The evolution of obligate parasites is often interpreted in light of their hosts’ evolutionary history. An expanded approach is to examine the histories of multiple lineages of parasites that inhabit similar environments on a particular host lineage. Western North American chipmunks (genus Tamias) have a broad distribution, a history of divergence with gene flow, and host two species of sucking lice (Anoplura), Hoplopleura arboricola and Neohaematopinus pacificus. From total genomic sequencing, we obtained sequences of over 1100 loci sampled across the genomes of these lice to compare their evolutionary histories and examine the roles of host association in structuring louse relationships. Within each louse species, clades are largely associated with closely related chipmunk host species.

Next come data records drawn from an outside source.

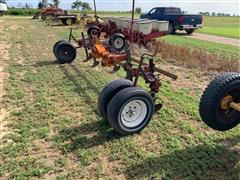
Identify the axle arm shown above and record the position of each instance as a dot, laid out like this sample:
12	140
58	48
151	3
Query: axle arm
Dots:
235	106
168	74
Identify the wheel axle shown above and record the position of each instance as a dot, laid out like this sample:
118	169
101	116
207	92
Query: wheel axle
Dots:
235	106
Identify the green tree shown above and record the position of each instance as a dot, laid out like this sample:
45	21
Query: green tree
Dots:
83	5
77	5
86	6
138	10
56	3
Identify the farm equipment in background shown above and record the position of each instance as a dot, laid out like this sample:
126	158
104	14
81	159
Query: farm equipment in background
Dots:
50	11
70	19
127	108
141	31
220	103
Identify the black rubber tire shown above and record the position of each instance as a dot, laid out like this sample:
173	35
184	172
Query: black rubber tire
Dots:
210	110
115	39
171	28
69	21
55	45
64	21
65	52
121	99
190	31
109	92
93	30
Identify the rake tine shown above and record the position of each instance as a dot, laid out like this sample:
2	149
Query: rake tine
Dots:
95	63
116	68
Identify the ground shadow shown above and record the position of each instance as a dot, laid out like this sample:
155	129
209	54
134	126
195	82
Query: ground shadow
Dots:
86	136
45	63
217	161
82	90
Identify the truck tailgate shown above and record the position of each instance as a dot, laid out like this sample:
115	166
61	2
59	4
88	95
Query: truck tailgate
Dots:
192	19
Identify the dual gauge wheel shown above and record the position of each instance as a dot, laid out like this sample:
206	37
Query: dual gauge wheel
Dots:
126	108
66	52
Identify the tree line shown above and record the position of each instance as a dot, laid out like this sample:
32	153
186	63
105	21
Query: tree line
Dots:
215	14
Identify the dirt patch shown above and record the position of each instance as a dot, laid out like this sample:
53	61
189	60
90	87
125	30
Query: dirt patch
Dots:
15	27
217	39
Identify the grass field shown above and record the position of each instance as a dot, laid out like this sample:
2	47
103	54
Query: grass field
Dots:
222	26
212	47
52	129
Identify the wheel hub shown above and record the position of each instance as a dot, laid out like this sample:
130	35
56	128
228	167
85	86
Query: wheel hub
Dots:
225	103
134	113
118	43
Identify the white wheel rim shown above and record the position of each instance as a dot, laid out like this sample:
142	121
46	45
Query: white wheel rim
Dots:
134	113
118	43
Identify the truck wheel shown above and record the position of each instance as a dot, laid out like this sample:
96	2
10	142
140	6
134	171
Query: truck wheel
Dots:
190	31
65	52
93	31
55	45
117	41
215	108
171	29
109	92
130	110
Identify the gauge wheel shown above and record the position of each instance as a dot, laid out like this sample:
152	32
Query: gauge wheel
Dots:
44	17
171	28
55	45
93	31
117	42
64	21
109	92
190	31
69	22
215	108
130	110
65	52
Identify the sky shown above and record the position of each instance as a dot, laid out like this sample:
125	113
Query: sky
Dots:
191	6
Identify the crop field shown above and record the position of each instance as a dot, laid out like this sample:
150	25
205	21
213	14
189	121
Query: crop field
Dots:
51	129
222	26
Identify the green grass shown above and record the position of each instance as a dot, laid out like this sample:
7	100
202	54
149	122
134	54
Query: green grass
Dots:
222	26
55	131
212	47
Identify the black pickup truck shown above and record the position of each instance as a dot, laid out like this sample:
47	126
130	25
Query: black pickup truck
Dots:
177	19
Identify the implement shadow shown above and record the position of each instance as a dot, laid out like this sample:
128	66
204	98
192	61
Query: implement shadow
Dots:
80	89
219	161
89	134
85	135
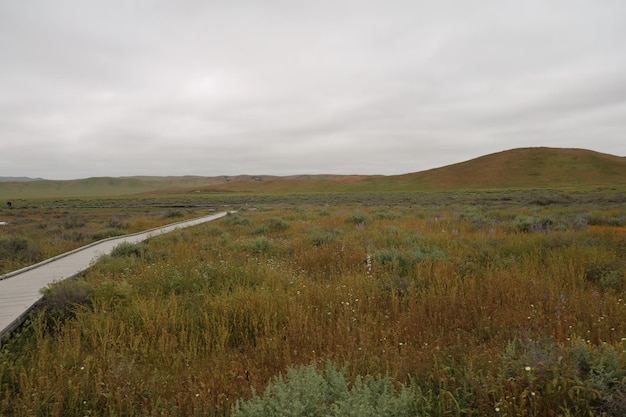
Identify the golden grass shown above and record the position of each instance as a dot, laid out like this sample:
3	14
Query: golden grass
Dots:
190	331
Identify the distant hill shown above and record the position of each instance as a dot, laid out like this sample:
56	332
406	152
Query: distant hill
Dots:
521	168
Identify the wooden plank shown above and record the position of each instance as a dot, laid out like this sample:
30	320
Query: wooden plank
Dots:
20	290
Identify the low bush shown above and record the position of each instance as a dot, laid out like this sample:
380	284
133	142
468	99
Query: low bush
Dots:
308	391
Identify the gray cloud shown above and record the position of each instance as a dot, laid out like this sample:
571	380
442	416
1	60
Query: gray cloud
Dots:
278	87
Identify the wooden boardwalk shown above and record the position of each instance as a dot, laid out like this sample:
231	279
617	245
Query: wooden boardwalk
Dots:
19	290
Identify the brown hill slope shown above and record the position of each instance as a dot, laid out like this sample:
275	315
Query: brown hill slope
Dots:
525	168
517	168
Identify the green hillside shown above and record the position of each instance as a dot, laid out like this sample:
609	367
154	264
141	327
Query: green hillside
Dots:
513	169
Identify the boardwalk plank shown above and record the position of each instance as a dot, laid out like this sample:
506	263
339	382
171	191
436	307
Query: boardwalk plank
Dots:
20	290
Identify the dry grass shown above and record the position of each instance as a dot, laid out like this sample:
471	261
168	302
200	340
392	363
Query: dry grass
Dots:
436	297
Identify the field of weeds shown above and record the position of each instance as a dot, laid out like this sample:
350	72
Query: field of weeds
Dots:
422	308
37	232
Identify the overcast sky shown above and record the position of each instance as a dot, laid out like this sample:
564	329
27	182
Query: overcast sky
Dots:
116	88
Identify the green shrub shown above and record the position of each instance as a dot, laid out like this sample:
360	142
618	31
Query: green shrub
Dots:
61	297
173	214
276	224
260	245
126	249
108	232
18	247
236	220
319	237
307	391
358	217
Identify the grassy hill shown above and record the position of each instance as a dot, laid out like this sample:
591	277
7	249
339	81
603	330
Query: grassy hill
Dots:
523	168
513	169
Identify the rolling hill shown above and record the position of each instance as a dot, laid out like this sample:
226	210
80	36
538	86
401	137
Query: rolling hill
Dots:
520	168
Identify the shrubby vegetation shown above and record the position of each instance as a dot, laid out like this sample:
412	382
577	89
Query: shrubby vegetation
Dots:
38	233
434	308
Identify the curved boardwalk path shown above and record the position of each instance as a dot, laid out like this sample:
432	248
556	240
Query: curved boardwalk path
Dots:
19	290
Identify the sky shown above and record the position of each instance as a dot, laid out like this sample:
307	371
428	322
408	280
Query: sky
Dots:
285	87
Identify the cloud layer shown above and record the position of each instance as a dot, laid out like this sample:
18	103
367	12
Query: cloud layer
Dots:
280	87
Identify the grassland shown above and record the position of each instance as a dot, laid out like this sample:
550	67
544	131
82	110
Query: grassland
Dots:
524	168
36	231
477	303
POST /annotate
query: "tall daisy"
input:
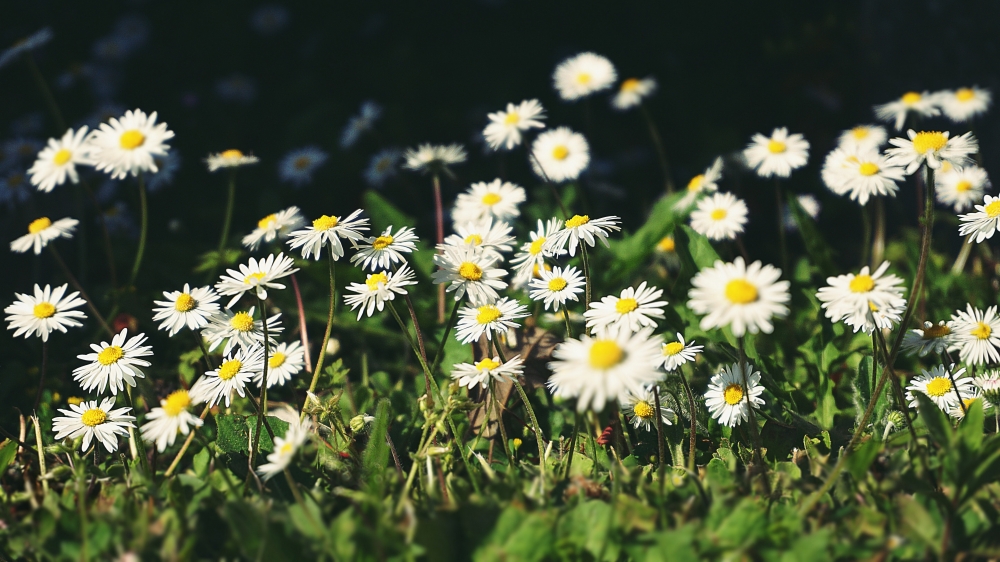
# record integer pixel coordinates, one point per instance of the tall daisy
(59, 159)
(41, 231)
(741, 297)
(128, 145)
(719, 217)
(114, 364)
(778, 154)
(47, 310)
(506, 126)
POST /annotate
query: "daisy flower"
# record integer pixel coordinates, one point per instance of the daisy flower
(532, 255)
(963, 104)
(479, 374)
(239, 329)
(922, 104)
(582, 75)
(58, 160)
(472, 271)
(255, 277)
(743, 298)
(580, 229)
(961, 188)
(705, 182)
(932, 148)
(506, 126)
(719, 217)
(298, 166)
(976, 335)
(677, 353)
(92, 420)
(497, 200)
(231, 158)
(235, 372)
(274, 226)
(128, 144)
(285, 448)
(640, 409)
(778, 154)
(864, 301)
(560, 154)
(328, 230)
(633, 310)
(171, 417)
(188, 307)
(862, 138)
(380, 252)
(933, 338)
(937, 385)
(604, 367)
(433, 157)
(41, 231)
(377, 289)
(499, 317)
(557, 286)
(48, 309)
(981, 224)
(283, 362)
(113, 364)
(727, 399)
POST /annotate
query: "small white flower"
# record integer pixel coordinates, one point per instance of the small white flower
(41, 231)
(112, 365)
(92, 420)
(505, 127)
(43, 312)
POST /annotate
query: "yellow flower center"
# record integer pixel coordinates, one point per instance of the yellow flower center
(229, 369)
(110, 355)
(624, 306)
(184, 303)
(982, 331)
(740, 291)
(131, 139)
(374, 279)
(62, 157)
(242, 322)
(643, 410)
(487, 364)
(491, 199)
(325, 222)
(39, 225)
(938, 386)
(276, 360)
(868, 169)
(267, 221)
(605, 354)
(733, 394)
(176, 402)
(926, 141)
(861, 284)
(94, 416)
(673, 348)
(666, 244)
(470, 271)
(44, 310)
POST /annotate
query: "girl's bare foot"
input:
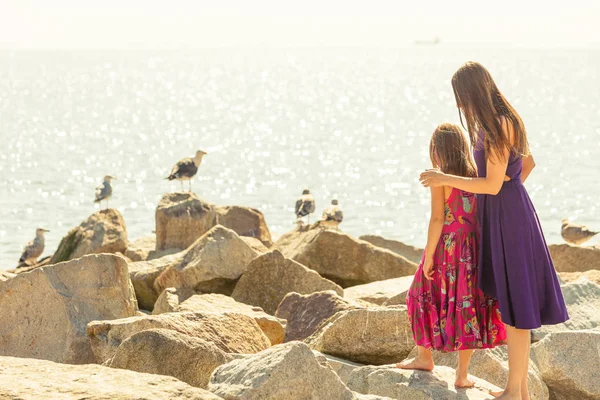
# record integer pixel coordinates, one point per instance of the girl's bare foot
(464, 382)
(416, 363)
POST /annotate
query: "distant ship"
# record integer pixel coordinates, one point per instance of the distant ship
(433, 42)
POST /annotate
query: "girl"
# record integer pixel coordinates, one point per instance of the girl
(446, 309)
(514, 263)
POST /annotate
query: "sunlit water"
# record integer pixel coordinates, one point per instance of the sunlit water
(350, 123)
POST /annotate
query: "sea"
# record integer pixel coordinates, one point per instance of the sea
(346, 123)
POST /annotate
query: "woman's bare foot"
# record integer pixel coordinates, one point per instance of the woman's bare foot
(416, 363)
(463, 382)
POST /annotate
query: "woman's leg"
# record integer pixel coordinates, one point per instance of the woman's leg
(462, 371)
(518, 354)
(423, 360)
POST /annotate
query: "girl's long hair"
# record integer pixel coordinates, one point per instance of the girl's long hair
(484, 107)
(449, 150)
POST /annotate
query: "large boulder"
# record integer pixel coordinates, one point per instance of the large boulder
(185, 300)
(583, 302)
(416, 385)
(491, 365)
(245, 221)
(26, 378)
(144, 249)
(181, 218)
(271, 276)
(342, 258)
(592, 275)
(102, 232)
(213, 263)
(379, 292)
(144, 273)
(304, 313)
(166, 352)
(569, 362)
(44, 312)
(369, 335)
(288, 371)
(230, 332)
(411, 253)
(572, 258)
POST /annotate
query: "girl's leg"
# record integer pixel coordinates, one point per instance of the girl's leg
(423, 360)
(462, 371)
(518, 354)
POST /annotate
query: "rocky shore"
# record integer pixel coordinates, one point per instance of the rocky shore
(211, 307)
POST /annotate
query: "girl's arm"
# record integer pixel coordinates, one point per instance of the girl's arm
(490, 184)
(436, 223)
(528, 165)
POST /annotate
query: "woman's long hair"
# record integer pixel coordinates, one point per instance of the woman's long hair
(483, 106)
(449, 150)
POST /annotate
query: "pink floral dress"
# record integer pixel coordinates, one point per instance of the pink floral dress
(450, 312)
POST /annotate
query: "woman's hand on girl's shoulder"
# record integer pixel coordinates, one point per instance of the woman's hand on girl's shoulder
(432, 178)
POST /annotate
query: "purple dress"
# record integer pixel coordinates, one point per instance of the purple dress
(514, 262)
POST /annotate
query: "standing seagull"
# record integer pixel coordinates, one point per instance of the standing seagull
(34, 249)
(333, 212)
(305, 205)
(185, 169)
(575, 234)
(104, 191)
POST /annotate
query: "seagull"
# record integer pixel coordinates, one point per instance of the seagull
(104, 191)
(333, 212)
(34, 249)
(185, 169)
(305, 205)
(575, 234)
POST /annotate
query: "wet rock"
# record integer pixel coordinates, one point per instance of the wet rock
(271, 276)
(44, 312)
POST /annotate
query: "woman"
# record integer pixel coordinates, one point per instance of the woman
(514, 263)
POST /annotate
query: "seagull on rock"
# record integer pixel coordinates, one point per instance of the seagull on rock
(574, 233)
(34, 249)
(305, 205)
(333, 212)
(185, 169)
(104, 191)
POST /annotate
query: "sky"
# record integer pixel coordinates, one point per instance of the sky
(115, 24)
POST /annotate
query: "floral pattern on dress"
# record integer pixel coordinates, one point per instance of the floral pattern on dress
(450, 312)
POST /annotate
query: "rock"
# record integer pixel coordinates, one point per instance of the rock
(415, 385)
(244, 221)
(304, 313)
(411, 253)
(491, 365)
(271, 276)
(181, 218)
(369, 335)
(144, 249)
(379, 292)
(230, 332)
(5, 275)
(343, 259)
(185, 300)
(571, 258)
(255, 244)
(144, 273)
(103, 232)
(26, 378)
(568, 362)
(583, 302)
(44, 312)
(288, 371)
(591, 275)
(166, 352)
(212, 264)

Exceptions to this pattern appear to have a biogeographic component, but differ between the two louse species. Phylogenetic relationships among these major louse clades, in both species, are not congruent with chipmunk relationships. In the context of host associations, each louse lineage has a different evolutionary history, supporting the hypothesis that host-parasite assemblages vary both across the landscape and with the taxa under investigation. In addition, the louse Hoplopleura erratica (parasitizing the eastern Tamias striatus) is embedded within H. arboricola, rendering it paraphyletic. This phylogenetic result, together with comparable divergences within H. arboricola, indicate a need for taxonomic revision. Both host divergence and biogeographic components shape parasite diversification as demonstrated by the distinctive diversification patterns of these two independently evolving lineages that parasitize the same hosts.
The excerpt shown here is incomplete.